Tracking Greenshanks
A colour-ringed and geolocator-tagged Greenshank
This year, 2013, we (Me, Nick Christian, Brian Etheridge and Ron Summers) caught several Greenshank and marked them with individual colour ring combinations. The orange ring on each also held a tiny, less than 1 gram, geolocator. The Greenshank weighed about 200 gm. This is a device which can determine the birds' approximate location to within 100 km, by analysing the relative daylight length with Greenwich Mean Time. The information on where they have been is stored in the device's memory and downloaded on subsequent recapture of the birds.

We retrieved two geolocators which had been put on birds last year. And the preliminary results suggest that Greenshank which breed in northern Scotland over-winter in southern England, Wales and Ireland.

Golden Eagle hatching
A Golden eagle eyrie set on a cliff
While out on a moor watching Greenshanks, in the northern Highlands, I noticed a pair of Golden Eagles rise from a cliff about a mile away. I knew that to be a historical eyrie site and wondered why a pair should be soaring over it? If they had eggs or small young one of them should have been on the nest. So I went over to check.

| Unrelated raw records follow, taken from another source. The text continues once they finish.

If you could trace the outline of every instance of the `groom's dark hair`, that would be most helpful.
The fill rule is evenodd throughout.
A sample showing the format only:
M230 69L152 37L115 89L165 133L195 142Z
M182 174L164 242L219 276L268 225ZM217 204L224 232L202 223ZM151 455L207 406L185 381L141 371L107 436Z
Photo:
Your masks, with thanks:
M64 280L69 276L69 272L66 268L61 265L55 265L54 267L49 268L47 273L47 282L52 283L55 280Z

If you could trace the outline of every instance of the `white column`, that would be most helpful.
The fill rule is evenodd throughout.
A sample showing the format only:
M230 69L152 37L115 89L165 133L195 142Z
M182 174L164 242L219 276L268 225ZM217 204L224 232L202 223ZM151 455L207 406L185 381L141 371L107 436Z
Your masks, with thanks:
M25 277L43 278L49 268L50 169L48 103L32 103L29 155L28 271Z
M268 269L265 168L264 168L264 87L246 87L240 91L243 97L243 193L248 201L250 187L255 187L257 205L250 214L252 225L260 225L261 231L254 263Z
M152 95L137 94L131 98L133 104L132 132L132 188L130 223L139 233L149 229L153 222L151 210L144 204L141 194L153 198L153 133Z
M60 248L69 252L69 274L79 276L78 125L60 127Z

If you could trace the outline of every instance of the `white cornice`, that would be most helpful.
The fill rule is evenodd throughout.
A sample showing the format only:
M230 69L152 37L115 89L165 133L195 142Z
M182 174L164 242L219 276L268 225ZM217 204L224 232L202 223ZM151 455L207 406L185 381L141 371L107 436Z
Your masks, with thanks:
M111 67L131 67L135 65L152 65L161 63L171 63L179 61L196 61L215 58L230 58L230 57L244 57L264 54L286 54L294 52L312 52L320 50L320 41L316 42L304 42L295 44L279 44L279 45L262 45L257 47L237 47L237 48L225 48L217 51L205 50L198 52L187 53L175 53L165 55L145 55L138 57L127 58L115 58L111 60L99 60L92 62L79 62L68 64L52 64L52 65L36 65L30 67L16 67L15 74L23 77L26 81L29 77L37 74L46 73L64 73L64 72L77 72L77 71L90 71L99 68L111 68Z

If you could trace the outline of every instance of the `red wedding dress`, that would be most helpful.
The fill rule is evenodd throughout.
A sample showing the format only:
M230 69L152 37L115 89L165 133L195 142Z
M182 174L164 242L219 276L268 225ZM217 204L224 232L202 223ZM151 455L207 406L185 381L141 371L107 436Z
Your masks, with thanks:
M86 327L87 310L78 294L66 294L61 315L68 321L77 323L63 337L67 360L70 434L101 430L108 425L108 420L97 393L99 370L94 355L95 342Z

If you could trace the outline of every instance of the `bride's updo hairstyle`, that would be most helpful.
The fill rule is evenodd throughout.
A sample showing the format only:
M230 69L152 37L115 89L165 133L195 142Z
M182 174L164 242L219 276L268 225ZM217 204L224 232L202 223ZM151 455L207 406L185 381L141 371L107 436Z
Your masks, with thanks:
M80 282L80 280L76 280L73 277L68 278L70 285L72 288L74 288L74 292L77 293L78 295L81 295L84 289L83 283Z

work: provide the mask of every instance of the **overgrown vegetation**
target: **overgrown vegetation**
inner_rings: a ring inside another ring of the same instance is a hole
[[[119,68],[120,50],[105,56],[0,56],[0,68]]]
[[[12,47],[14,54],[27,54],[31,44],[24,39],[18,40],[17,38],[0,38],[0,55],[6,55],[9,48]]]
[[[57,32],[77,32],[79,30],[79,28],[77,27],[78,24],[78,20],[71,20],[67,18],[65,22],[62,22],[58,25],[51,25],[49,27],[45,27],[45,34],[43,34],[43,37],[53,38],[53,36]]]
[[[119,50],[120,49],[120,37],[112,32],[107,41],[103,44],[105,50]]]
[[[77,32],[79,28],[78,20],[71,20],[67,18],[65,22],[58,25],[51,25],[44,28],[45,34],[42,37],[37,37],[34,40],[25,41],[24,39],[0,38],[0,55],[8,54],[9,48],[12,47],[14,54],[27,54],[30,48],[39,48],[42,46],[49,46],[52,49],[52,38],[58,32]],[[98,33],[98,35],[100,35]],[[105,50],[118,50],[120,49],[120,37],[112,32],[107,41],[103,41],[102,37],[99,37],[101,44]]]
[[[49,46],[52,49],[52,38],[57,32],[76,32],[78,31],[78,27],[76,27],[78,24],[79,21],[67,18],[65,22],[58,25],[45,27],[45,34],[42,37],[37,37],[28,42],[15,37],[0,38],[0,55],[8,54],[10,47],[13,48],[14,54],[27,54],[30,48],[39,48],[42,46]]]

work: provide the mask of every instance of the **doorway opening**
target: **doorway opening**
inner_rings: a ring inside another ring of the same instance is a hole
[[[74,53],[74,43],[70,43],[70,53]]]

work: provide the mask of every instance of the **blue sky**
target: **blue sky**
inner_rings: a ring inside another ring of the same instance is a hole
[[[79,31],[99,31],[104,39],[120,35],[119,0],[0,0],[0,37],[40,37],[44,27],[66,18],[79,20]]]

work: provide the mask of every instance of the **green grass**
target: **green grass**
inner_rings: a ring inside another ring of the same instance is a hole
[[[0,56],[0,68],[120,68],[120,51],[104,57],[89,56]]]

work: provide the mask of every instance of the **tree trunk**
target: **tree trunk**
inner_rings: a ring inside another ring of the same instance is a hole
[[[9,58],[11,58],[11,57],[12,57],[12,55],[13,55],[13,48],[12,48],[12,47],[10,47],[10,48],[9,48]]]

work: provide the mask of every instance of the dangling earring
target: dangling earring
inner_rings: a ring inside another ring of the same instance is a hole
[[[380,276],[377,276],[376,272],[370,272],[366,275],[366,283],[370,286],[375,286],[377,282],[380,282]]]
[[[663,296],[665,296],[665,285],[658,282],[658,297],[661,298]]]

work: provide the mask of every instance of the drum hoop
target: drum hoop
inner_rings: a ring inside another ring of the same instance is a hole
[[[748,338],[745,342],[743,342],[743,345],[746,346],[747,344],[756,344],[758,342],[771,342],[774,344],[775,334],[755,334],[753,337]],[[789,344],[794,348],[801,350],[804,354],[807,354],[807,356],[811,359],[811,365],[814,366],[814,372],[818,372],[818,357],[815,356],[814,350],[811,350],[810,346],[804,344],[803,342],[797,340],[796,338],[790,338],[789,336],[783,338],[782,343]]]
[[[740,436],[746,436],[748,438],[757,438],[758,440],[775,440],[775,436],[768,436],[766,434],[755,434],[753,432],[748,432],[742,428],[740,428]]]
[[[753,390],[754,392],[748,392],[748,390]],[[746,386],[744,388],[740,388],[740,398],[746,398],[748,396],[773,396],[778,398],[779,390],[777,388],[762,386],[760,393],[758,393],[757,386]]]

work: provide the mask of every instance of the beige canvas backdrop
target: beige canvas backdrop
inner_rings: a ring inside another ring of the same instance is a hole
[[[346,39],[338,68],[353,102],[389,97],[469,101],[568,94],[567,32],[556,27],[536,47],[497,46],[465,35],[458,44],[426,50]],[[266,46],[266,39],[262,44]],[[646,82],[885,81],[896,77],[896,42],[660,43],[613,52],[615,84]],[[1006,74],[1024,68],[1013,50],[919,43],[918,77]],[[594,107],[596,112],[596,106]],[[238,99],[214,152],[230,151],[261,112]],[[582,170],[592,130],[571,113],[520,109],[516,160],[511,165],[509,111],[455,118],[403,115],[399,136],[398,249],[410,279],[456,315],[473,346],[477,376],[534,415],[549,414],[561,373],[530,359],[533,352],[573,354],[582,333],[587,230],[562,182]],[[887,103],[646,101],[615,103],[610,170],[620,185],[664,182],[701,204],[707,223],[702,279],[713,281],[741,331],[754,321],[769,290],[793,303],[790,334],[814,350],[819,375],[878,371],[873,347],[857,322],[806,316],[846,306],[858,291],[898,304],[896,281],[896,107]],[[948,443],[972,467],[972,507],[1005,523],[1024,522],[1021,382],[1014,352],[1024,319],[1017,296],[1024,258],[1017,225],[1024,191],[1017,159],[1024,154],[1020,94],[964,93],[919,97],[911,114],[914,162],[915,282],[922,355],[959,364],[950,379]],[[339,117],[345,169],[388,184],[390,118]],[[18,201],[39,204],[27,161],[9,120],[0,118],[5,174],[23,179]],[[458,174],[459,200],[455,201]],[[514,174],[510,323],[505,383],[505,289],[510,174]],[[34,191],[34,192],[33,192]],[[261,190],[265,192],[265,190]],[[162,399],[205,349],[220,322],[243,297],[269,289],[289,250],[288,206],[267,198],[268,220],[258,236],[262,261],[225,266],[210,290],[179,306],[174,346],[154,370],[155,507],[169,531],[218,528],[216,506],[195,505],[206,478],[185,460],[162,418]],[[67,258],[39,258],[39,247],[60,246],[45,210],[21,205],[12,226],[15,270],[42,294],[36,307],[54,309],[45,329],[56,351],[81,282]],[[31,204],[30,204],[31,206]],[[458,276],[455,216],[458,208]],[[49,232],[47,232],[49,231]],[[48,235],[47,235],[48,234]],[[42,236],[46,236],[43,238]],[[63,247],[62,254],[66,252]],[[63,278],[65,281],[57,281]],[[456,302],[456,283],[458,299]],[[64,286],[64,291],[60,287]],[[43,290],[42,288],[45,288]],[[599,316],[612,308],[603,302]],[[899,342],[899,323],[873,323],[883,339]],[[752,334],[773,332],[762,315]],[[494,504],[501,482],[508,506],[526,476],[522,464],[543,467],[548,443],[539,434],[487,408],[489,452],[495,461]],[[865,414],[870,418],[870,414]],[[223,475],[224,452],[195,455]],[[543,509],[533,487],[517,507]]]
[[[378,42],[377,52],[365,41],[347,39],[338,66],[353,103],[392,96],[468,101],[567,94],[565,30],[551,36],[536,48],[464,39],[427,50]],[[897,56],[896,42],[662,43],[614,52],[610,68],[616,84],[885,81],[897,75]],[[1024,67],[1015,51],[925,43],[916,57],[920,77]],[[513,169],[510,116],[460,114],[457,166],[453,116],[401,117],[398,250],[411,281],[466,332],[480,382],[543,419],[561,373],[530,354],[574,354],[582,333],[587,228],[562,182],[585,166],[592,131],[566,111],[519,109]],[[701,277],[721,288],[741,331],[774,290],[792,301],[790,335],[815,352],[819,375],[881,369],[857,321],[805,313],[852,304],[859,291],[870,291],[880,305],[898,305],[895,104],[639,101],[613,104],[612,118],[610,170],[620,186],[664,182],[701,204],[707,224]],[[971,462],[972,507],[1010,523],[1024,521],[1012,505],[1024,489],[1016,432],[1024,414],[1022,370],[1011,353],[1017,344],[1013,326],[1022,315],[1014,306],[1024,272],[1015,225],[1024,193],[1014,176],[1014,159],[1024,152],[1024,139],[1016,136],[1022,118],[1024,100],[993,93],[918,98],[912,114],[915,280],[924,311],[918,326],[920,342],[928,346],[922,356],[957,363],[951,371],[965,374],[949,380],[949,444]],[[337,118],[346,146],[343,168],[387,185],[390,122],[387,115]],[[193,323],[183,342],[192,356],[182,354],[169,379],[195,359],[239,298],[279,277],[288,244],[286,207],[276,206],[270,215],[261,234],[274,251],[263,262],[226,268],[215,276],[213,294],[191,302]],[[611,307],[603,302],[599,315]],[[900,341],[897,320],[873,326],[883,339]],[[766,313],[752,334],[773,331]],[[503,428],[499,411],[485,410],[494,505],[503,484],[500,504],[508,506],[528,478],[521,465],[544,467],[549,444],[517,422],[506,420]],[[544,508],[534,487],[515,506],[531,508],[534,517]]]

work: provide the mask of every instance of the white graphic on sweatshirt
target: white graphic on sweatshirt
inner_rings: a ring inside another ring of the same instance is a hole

I soon found an actively-used eyrie and I quickly climbed up to look into the nest from the cliff top. There was a day-old chick and an unhatched egg in the eyrie. This seems negligent of the adults, but I am sure they were watching from up high, so I left the area completely as quickly as I could. I have seen this behaviour before. Perhaps the chicks are not as vulnerable as we would think, and the weather was warm and sunny that day after several days of cold, rain and snow. Maybe the adult female simply needed to get off the nest after seven weeks incubating and the male is less inclined to brood young than to cover eggs while she is off.

The soft down of an eaglet can just be seen above the fine warm nest lining of dried grass. An unhatched egg lies behind.

Greenshanks

Double-red back on his feeding-lochan
I have spent the past few weeks studying Greenshank in Sutherland, in the northern Scottish Highlands, where I soon found the bird colour-ringed with double red, which was caught three years ago at the same site. He has also been seen since on the same wintering grounds in Suffolk. So he is very site fathfull for breeding and over-wintering.

This study is a cooperative voluntary one, done by a few members of Grampian and Highland Ringing Groups, with the aim to determine where Greenshank which breed in northern Scotland overwinter. But first we have to find the birds on their breeding grounds by searching the lochs for feeding birds and the moors for nesting birds. They are notoriously difficult to find.

A Greenshank lies low on its nest as I passed by - so easy to miss

Saturday 1 June 2013

Long-tailed Tit nest
A Long-tailed Tit nest set in a fork of a birch tree
It has been a long cold spring in the Scottish Highlands this year, with the trees late in coming into leaf. Any birds which nest early, therefore need to be crafty in concealing their nests from predators. Long-tailed Tits, are masters of this. They build their domed nest with mosses and then dapple the surface with flecks of lichens gathered from the branches of neighbouring trees. The finished surface then blends in almost imperceptibly with the lichen-covered nest branch.

A well concealed Long-tailed Tit nest
Here an incubating bird watches from the entrance hole to the nest, set high on the right side. Even her face seems to merge with the colours of the lichen on the branch. In all, a marvellous example of camouflage.

A Long-tailed Tit looks out from its nest hole.